In May 2006, the U.S. Department of Justice filed a complaint on behalf of EPA in the U.S. District Court in Oregon alleging that the developer CDC and contractor BCC violated the asbestos NESHAP regulations when they gutted the interior of a mixed-use four story building when:
- They failed to provide written notification in advance of beginning the asbestos removal in May 2001.
- They did not adequately wet regulated asbestos-containing materials (RACM) during the stripping operation or seal it in leak-tight containers.
- They did not have at least one trained supervisor on site and dumped the waste material without labeling it at an area landfill.
- They failed to keep records of the wastes removed from the building site, as required by the regulations.
"We hope that building owners, developers and contractors learn from this situation," said Socorro Rodriguez, EPA's director of Oregon operations. "When you are tearing down or renovating a structure that has asbestos, it is important to notify the proper authorities and follow the asbestos regulations."
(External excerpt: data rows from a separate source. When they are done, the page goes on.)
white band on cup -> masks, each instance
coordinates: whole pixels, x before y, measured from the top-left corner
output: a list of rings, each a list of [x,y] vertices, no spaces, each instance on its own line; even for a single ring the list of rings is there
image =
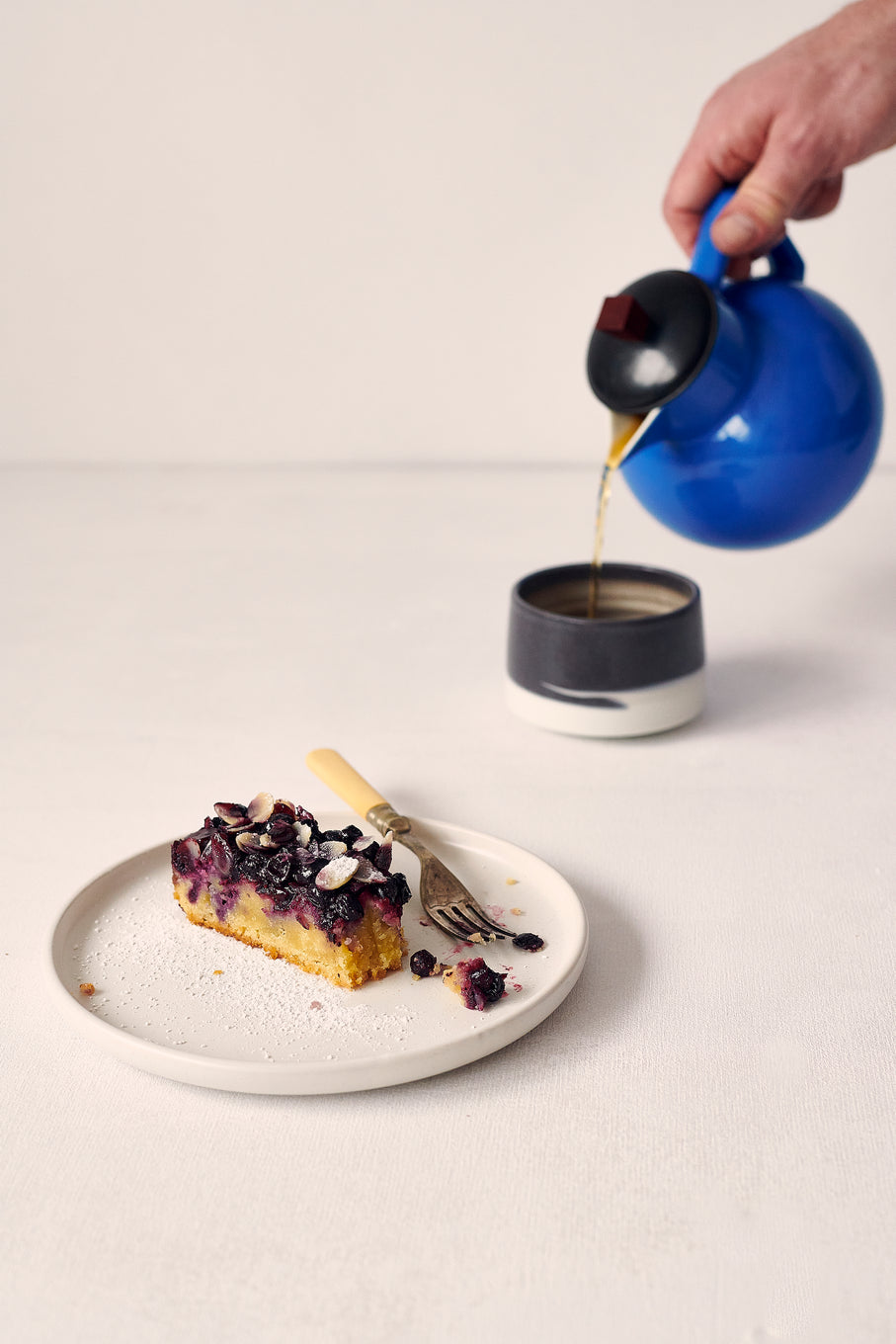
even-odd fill
[[[579,738],[637,738],[664,732],[695,719],[704,703],[704,669],[637,691],[588,692],[603,703],[591,703],[582,692],[575,699],[556,700],[525,691],[506,677],[506,703],[520,719],[553,732],[571,732]],[[607,703],[610,702],[610,703]]]

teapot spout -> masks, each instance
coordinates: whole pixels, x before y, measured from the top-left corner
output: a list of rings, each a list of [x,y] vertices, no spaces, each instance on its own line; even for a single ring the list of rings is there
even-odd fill
[[[646,415],[610,413],[610,466],[621,466],[634,453],[653,442],[656,435],[650,431],[661,411],[661,406],[654,406]]]

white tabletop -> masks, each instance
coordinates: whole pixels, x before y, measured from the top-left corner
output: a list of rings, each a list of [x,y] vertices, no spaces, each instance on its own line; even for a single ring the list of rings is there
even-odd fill
[[[508,594],[588,554],[584,469],[4,472],[9,1337],[606,1344],[896,1332],[896,472],[701,585],[708,708],[590,742],[502,703]],[[541,1027],[402,1087],[251,1097],[103,1054],[47,993],[66,900],[259,789],[533,849],[591,926]],[[251,953],[247,953],[251,956]]]

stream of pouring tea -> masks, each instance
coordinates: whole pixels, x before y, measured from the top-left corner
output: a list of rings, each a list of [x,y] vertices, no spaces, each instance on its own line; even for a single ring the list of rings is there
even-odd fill
[[[600,476],[600,493],[598,495],[598,520],[594,530],[594,555],[591,556],[591,574],[588,578],[588,620],[598,614],[598,590],[600,587],[600,552],[603,551],[603,528],[607,517],[607,504],[613,489],[613,476],[617,466],[625,457],[626,448],[643,425],[643,415],[619,415],[613,413],[610,421],[610,452],[603,464]]]

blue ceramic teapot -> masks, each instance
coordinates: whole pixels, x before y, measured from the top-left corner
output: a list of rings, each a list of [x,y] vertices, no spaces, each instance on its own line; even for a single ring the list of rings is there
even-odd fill
[[[802,284],[790,239],[768,276],[725,281],[709,227],[732,195],[707,211],[689,271],[604,301],[587,370],[610,410],[649,417],[621,468],[643,507],[682,536],[746,548],[803,536],[849,503],[883,392],[861,332]]]

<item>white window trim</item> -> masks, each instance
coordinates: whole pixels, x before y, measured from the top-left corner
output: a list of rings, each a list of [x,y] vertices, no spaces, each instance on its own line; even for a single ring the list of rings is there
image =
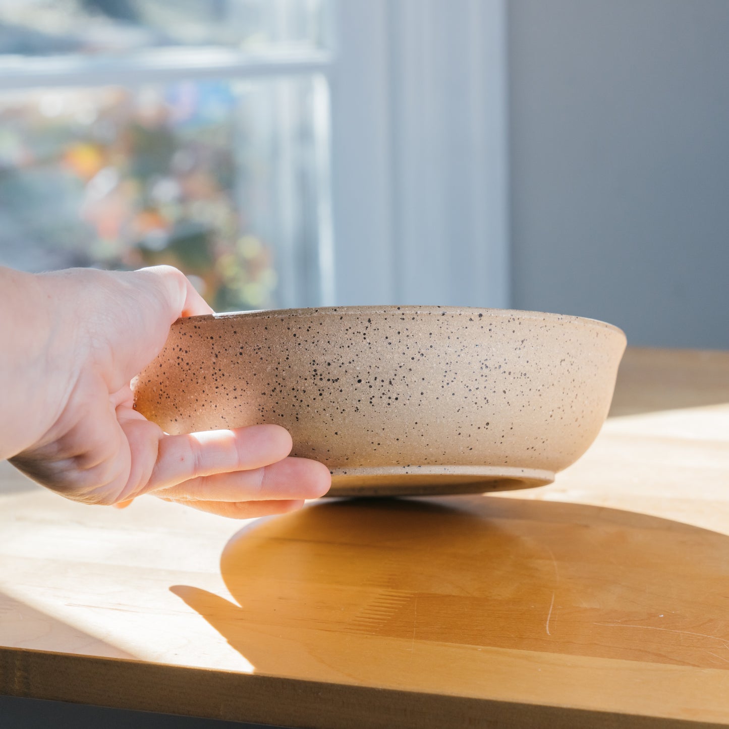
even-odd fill
[[[337,303],[508,307],[504,0],[336,10]]]
[[[331,167],[332,209],[325,190],[318,211],[321,289],[318,300],[284,305],[504,308],[504,3],[339,0],[332,51],[9,58],[0,61],[0,90],[324,74],[332,151],[316,163],[325,184]]]
[[[326,73],[331,63],[331,53],[316,50],[254,54],[216,47],[160,48],[120,58],[9,56],[0,58],[0,90],[301,75]]]

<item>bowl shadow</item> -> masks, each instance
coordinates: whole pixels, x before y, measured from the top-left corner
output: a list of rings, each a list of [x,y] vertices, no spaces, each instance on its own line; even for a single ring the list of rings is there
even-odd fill
[[[171,590],[257,672],[315,650],[364,675],[416,642],[727,668],[728,550],[722,534],[583,504],[342,500],[236,534],[220,560],[235,602]],[[355,659],[356,636],[374,642]]]

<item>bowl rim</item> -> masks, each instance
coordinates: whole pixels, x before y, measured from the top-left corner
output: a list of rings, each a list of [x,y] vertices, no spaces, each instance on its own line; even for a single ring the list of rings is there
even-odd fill
[[[582,326],[593,327],[596,329],[607,330],[620,334],[627,340],[625,332],[616,327],[614,324],[603,321],[601,319],[591,319],[588,316],[576,316],[573,314],[558,314],[549,311],[531,311],[523,309],[499,309],[487,308],[475,306],[439,306],[435,305],[416,305],[414,304],[405,304],[399,306],[397,305],[381,305],[367,304],[364,305],[347,305],[343,306],[309,306],[300,308],[289,309],[256,309],[249,311],[223,311],[212,314],[202,314],[198,316],[185,317],[189,319],[279,319],[297,316],[311,316],[313,314],[332,316],[338,314],[386,314],[397,311],[407,312],[408,313],[417,313],[422,311],[433,313],[440,311],[443,314],[446,313],[477,313],[483,316],[498,318],[509,319],[518,318],[523,319],[545,319],[566,324],[580,324]]]

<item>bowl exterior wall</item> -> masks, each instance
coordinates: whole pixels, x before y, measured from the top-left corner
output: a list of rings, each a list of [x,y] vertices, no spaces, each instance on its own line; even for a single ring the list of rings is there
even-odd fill
[[[332,470],[558,471],[607,416],[625,335],[535,313],[346,307],[176,322],[135,383],[171,434],[261,423]]]

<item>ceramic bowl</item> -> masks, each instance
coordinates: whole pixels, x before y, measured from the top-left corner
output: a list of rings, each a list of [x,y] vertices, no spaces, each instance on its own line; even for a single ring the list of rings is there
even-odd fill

In Oregon, the Department of Environmental Quality administers the asbestos NESHAP program and notices are sent to their office.
Federal regulations require a thorough inspection of a facility for the presence of asbestos prior to any demolition or renovation activity, as well as advance notice to EPA or the state or local agency that administers the asbestos NESHAP program. If a threshold amount of asbestos is found, certified asbestos abatement contractors are required to dispose of the material following specific work practices designed to protect public health. These requirements include using water to wet the asbestos during removal, carefully handling, bagging and labeling of wastes, and their proper disposal.